Image of a large red fish underwater.
Fisheries

Listening in on fishing vessels

Source: Boyle, K. S., Hightower, C. L., Nelson, T. R., & Powers, S. P. (2022). Use of passive acoustic monitoring to estimate fishing effort on artificial reefs in Alabama during the recreational red snapper fishing season. Fisheries Research, 249 (December 2021), 106262. https://doi.org/10.1016/j.fishres.2022.106262

Sounding off on overfishing

As fishing technology has improved and fishing intensity increased in the last several decades, stocks of large healthy adult fishes have been depleted, leading to widespread fisheries collapses – a problem referred to as overfishing. The fisheries of the Gulf Coast of the United States are no exception. Like many others, the red snapper fishery collapsed entirely in the late 1980s and has only recently begun to recover under strict management efforts.

State-level management efforts for the recreational red snapper fishery in Alabama include strict catch limits and a limited fishing season, including “open” and “closed” days. Catch limits set upper bounds on the number of fish caught by each person, while “closed” days mean that no red snapper fishing is allowed, giving the population time to recover. Additionally, artificial reefs (man-made structures that serve as reefs) made of bridges and pipes have been constructed offshore to give snapper a place find shelter and reproduce. While some of these reefs have been advertised on Alabama’s state website for recreational fishers, others remain “unpublished,” with the goal of reducing fishing in these areas. But, you may ask, how can we tell if these efforts are actually working? Researchers from the University of New Orleans and George Mason University had an idea- harnessing the sound made by boats to determine when and where fishing is occurring.

 

Casting for boat noise

Current methods of monitoring fishing effort include photos and videos of boat launches and fishing sites, as well as in-person surveys. While these methods are certainly useful, they are limited to daylight hours and a small spatial area.
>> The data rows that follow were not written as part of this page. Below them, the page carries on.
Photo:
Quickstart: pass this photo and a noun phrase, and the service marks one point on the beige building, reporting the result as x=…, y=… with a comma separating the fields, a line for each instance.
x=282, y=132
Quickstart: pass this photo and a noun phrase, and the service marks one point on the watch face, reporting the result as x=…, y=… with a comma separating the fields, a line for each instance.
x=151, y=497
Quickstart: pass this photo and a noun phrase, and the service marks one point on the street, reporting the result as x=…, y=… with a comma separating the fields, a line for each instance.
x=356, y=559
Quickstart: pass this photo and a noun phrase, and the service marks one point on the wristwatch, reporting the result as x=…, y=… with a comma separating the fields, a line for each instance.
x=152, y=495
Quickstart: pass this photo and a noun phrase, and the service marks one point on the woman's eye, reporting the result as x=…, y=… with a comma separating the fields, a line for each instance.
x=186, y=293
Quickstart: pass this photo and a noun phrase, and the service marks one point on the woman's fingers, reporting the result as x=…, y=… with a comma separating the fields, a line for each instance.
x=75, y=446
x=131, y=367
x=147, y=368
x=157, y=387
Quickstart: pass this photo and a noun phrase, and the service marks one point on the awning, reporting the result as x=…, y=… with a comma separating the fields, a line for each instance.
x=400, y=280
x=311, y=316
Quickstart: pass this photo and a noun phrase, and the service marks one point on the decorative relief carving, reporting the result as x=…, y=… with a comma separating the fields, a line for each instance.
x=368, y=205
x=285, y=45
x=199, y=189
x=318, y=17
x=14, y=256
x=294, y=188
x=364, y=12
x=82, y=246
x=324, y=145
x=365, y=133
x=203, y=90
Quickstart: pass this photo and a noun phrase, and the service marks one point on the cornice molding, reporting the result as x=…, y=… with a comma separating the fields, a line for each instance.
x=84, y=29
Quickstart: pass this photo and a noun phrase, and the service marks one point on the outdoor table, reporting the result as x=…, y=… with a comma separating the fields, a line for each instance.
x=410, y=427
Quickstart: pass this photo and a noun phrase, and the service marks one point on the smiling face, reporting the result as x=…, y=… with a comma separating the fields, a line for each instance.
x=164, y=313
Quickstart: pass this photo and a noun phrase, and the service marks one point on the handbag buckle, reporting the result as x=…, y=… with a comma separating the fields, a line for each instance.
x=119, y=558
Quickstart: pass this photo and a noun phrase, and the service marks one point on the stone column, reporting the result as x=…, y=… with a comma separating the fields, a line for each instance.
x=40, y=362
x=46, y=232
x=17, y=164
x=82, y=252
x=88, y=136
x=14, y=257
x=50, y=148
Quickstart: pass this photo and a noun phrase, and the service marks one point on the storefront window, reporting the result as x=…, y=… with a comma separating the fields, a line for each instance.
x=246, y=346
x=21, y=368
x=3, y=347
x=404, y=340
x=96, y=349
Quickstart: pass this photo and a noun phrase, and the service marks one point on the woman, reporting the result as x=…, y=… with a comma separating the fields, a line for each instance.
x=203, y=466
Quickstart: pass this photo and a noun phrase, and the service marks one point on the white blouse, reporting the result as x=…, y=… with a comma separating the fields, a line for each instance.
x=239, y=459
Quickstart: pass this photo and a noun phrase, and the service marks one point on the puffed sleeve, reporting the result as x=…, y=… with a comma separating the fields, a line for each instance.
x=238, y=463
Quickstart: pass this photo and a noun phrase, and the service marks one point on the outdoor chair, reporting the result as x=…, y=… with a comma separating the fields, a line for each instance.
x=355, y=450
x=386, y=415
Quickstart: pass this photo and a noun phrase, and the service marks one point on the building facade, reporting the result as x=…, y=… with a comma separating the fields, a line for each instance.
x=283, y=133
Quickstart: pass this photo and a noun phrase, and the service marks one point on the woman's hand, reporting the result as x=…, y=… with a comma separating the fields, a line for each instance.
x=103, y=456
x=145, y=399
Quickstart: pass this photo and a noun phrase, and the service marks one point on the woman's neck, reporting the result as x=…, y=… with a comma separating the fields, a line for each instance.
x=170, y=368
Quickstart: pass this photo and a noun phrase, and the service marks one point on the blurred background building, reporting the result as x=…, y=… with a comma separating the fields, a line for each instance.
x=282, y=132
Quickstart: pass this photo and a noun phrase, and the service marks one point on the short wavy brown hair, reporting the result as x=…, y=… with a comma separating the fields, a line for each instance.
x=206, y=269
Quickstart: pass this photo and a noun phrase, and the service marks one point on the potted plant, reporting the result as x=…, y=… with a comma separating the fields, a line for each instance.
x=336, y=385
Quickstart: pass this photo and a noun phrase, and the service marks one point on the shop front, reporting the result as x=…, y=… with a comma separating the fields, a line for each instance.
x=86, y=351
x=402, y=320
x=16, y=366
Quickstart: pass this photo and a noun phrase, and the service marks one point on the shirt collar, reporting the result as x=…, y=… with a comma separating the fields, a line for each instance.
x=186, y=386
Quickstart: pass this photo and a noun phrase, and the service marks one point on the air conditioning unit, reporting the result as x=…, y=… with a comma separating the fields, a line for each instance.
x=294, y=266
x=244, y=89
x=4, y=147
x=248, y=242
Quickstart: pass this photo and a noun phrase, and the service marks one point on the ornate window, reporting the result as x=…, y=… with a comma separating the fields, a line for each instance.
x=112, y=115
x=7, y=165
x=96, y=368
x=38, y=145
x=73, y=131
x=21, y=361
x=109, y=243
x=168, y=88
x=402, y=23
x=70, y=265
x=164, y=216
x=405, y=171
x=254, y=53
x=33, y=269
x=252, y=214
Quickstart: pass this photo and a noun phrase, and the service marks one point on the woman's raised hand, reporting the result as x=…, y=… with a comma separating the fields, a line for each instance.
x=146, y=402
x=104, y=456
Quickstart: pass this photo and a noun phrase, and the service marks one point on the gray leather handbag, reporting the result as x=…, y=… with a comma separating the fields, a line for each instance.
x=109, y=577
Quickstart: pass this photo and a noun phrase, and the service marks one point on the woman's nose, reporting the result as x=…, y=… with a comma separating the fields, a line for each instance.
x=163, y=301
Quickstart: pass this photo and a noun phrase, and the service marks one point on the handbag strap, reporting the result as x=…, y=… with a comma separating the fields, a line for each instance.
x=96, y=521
Passive acoustic monitoring (PAM), in which an area is monitored through one or more sound recorders, can operate for long stretches of time and at all hours of the day. Additionally, acoustic methods are well-suited for monitoring of marine vessels, whose motors produce loud, distinctive signals. This is especially true for vessels fishing on offshore reefs, which maintain their position by switching in and out of gear, creating a series of intermittent boat noises.

The researchers took advantage of this signal by applying a custom-designed signal detector to over 2600 hours of recordings taken in the summers of 2017 and 2018. Automated approaches are necessary for analyzing large datasets such as these; sorting through months of continuous recordings by hand is incredibly time-consuming! This detector identified places in the recordings where the amplitude (volume) of the sound dropped to less than half of the original amplitude in the span of 0.2 seconds corresponding to sounds a fishing vessel would make. Researchers then randomly verified a set of those instances identified by the detector.

The recordings themselves were taken by hydrophones (underwater microphones) that were set up about 30 meters below the surface on both published and unpublished reefs. In 2017, the recordings were continuous, while in 2018, the hydrophones were programmed to record for one minute out of every five.

Image of a hydrophone on the seafloor surrounded by schools of fish. The hydrophone is a cylindrical instrument that sits vertically on a wide, X-shaped base.
A hydrophone deployed on the seafloor (image from NOAA National Ocean
Service)

Catching a signal

By examining the proportion of recordings containing at least one vessel signal, the researchers detected patterns of boat presence across time and space. Boats were recorded during the daytime with the highest levels of activity around mid-morning and mid-afternoon, consistent with recreational vessels fishing in daylight with breaks for lunch or movement around noon. The number of detections per day decreased as the fishing season progressed, possibly because of high enthusiasm at the beginning of the season or declining number of fish throughout the summer.

Boat detections were higher on “open” days than “closed” days, as the researchers expected. However, as they broke down the data further, some interesting patterns emerged. For 2017, there was strong overlap in vessel detections between “open” and “closed” days. These patterns could be from illegal recreational fishing but are more likely explained by the presence of private charters and anglers targeting other species, both of which were permitted to operate at these times

Angling towards the future

Great news: detecting vessels on reefs using PAM worked! Although the signal detector used in this study occasionally identified boat noises where there weren’t any (mostly caused by small invertebrates bumping against the hydrophone), screening and filtering eliminated most of these effects. The authors have even suggested that similar data could be used to identify the types of motors detected, which may clarify who is utilizing the reefs at various times. While there are metrics that cannot be measured through acoustic means, such as number of fish caught, PAM is a valuable addition to the toolbox of fisheries management methods.